Looking at Variable Life Insurance Coverage

Posted on 7th July 2010 in Life Insurance

Variable life insurance is another form of permanent life insurance that has an investment account(s) attachment.  These investment accounts are usually flexible in their menu often allowing stocks, mutual funds and bonds.  These investments and their performance have a bearing on premiums owed and the death benefit.  A great perk with a variable life insurance policy is tax deferment (restrictions may apply) on investment gains until the policy is cashed in.  One big draw back is variable life policies are costly fee wise. Below are tips, things to consider, and questions to ask:

  • If a policy needs to be surrendered when can it be done and what are the fees for doing so?
  • Find out if the policy being considered (or if you have 1 currently what the rules are) allows borrowing off the policy and what the specifics are.
  • Is the investment component of the account appropriate for your risk tolerance and long term goals?
  • Is variable life insurance coverage appropriate in the time frame the money will be needed?
  • When working with a financial advisor or insurance agent ask them about their experience with variable insurance policies.  Also ask them about who they generally recommend variable life coverage to.
  • Choose a policy with a variable insurance company that has a clean record (call your state insurance commission and the Securities and Exchange Commission) and is financially strong (check with Moodys, S&P, AM Best).

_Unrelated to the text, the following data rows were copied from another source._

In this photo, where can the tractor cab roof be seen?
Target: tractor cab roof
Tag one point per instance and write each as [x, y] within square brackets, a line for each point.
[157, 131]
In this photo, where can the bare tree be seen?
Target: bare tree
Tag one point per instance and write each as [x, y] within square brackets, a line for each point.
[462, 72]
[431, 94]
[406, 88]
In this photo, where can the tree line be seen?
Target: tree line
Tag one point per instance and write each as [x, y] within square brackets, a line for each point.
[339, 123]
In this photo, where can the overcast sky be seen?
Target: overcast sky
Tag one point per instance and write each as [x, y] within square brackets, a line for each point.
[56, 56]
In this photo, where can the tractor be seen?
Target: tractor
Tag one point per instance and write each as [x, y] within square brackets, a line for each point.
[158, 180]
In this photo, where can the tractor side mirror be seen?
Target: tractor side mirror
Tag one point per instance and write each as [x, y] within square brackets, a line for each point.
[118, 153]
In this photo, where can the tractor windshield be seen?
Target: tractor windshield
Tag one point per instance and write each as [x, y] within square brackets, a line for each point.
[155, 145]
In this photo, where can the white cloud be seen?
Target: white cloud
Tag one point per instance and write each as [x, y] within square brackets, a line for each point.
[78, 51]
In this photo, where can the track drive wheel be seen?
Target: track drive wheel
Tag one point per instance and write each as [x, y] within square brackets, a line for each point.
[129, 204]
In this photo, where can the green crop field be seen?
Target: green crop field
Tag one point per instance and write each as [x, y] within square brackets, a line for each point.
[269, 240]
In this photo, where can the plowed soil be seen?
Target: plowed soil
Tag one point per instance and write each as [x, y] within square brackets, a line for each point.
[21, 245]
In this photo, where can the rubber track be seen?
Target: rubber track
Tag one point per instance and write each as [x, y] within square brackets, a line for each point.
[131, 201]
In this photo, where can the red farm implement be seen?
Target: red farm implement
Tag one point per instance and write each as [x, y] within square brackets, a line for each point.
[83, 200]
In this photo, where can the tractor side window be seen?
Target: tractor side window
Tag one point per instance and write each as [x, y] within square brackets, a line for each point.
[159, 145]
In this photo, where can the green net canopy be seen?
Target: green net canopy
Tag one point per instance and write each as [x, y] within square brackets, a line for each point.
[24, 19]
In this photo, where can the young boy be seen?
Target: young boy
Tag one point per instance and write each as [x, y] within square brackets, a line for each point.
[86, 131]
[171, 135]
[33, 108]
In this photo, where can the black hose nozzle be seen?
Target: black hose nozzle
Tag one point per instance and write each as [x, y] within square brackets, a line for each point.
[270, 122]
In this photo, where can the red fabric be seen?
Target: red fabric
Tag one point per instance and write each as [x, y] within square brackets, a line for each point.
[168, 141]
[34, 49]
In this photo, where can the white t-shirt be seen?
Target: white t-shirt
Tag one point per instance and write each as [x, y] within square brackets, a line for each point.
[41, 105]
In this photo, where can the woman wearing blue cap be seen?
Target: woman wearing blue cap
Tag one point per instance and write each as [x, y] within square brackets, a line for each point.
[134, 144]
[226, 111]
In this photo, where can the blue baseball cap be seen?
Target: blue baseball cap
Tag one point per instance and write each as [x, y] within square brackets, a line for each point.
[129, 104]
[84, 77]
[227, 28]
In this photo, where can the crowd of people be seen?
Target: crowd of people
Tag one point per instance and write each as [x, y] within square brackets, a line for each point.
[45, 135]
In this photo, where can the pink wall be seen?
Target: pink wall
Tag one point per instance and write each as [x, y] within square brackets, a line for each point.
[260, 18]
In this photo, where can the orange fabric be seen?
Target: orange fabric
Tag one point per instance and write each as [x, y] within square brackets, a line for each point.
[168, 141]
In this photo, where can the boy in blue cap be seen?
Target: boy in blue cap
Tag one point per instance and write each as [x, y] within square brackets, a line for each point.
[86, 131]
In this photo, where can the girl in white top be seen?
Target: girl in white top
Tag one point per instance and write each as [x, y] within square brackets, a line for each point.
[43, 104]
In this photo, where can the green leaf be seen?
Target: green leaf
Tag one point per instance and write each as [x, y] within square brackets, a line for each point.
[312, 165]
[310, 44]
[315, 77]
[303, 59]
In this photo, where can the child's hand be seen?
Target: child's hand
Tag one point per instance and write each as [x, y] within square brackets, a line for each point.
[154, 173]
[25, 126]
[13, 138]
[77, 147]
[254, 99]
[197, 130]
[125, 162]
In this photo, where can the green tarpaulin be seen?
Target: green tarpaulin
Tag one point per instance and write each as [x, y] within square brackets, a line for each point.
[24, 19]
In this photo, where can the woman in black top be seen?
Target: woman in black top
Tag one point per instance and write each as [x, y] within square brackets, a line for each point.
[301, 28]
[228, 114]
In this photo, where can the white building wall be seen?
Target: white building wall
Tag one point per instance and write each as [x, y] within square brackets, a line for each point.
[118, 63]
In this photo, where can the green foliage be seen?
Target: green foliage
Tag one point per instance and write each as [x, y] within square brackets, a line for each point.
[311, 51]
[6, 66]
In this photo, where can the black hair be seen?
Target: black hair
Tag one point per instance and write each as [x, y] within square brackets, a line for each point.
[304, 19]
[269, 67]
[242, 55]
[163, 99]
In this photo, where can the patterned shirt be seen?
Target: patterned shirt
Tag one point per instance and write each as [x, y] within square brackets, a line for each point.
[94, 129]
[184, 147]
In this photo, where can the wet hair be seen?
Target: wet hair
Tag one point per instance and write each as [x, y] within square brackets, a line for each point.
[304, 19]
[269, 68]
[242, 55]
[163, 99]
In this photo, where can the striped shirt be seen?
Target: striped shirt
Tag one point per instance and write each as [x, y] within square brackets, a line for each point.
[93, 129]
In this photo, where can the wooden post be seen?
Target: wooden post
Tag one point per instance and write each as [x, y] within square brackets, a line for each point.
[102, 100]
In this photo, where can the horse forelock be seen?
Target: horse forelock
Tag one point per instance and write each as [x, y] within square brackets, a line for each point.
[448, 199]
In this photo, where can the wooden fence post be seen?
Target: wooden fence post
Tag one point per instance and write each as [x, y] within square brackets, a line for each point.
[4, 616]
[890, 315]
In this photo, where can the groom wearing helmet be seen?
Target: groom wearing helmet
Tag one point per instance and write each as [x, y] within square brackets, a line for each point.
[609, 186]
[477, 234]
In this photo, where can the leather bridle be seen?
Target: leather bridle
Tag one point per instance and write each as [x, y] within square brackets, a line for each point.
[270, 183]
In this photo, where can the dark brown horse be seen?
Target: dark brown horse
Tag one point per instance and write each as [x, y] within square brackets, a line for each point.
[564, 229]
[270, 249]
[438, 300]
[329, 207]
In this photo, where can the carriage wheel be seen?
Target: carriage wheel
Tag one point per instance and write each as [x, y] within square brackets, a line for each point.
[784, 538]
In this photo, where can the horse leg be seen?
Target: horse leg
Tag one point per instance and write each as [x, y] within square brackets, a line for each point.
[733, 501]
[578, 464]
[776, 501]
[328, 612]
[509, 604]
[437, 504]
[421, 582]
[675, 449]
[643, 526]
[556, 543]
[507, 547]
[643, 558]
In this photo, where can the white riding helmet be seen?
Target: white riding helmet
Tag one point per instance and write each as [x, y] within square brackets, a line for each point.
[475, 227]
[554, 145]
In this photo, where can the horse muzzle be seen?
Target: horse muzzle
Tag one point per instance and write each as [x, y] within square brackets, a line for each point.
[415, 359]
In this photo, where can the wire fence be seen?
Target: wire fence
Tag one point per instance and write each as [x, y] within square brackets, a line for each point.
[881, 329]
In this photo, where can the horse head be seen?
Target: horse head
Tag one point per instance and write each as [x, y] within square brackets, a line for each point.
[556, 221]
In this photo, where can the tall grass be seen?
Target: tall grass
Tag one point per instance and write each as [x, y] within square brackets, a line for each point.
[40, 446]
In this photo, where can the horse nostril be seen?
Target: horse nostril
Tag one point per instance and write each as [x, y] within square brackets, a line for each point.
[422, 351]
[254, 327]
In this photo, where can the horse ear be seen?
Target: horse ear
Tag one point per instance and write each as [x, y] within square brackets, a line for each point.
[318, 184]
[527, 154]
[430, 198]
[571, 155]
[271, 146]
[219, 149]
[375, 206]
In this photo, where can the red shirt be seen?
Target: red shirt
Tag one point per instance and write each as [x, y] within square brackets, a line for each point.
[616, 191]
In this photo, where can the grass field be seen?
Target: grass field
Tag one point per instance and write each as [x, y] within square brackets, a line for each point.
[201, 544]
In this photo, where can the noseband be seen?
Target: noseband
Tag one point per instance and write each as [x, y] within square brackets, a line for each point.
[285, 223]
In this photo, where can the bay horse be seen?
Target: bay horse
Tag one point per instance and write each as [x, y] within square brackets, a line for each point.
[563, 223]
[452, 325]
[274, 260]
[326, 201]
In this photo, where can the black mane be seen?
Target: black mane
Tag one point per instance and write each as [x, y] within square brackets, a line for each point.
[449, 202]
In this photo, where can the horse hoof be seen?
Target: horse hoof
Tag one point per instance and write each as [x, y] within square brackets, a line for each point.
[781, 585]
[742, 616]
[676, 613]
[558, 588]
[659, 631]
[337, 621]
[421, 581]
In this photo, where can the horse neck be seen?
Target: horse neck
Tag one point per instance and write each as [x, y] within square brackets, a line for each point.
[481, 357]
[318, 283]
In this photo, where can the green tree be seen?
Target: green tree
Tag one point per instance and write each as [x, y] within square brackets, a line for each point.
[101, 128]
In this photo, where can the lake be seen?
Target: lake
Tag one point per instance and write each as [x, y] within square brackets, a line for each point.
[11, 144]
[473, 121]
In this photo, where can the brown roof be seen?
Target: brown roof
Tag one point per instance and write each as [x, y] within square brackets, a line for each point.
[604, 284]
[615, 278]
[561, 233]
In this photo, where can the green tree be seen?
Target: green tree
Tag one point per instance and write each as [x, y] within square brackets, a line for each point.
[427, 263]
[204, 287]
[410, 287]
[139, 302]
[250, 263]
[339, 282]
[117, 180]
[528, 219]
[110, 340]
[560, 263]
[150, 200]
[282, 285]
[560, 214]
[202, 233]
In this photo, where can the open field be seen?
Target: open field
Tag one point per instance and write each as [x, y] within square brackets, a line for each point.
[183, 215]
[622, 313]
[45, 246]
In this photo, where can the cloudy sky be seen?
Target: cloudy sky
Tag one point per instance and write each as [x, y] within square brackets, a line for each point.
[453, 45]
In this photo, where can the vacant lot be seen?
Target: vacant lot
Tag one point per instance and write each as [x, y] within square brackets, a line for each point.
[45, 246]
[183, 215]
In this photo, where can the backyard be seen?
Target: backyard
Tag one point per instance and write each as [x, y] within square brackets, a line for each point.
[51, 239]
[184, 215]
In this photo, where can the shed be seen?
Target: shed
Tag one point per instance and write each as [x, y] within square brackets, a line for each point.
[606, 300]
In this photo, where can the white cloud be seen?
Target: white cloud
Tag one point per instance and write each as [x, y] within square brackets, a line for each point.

About Universal Life Insurance Coverage

Posted on 1st July 2010 in Life Insurance

Universal life insurance like traditional whole life is a life insurance policy type made for covering one’s entire life time (also known as being permanent).  It also has a cash component just like whole life insurance coverage.  Premiums are flexible (unlike whole life) allowing the policy holder the option to adjust them (though there is a minimum payment that has to be covered).  The death benefit can be increased or decreased if policy requirements are met.  If the policy holder wants to increase their death benefit they can expect to go to the doctor for another medical test.  If they want to decrease their universal life insurance policy’s value there is most likely a surrender fee  involved.

There are two important parts of universal life insurance that anyone should be aware of: cost of insurance charge and the interest credit.  The cost of insurance charge is the what the insurance company is owed for holding the policy which can be expected to go up as the policy holder gets older.  The interest credit is what the policy gets from how well the insurance company’s investments do (often the credit is based on a bond benchmark).   Universal policies may guarantee a minimum interest credit.

A few other notes about universal life insurance to be aware of are the policy’s premiums can be payed with by the cash component of the account and withdrawals are often  an option (with a fee).  This type of policy can have many rules and may give an insurance broker a nice commission so its pertinent to look over the policy thoroughly and ask for a full disclosure of fees.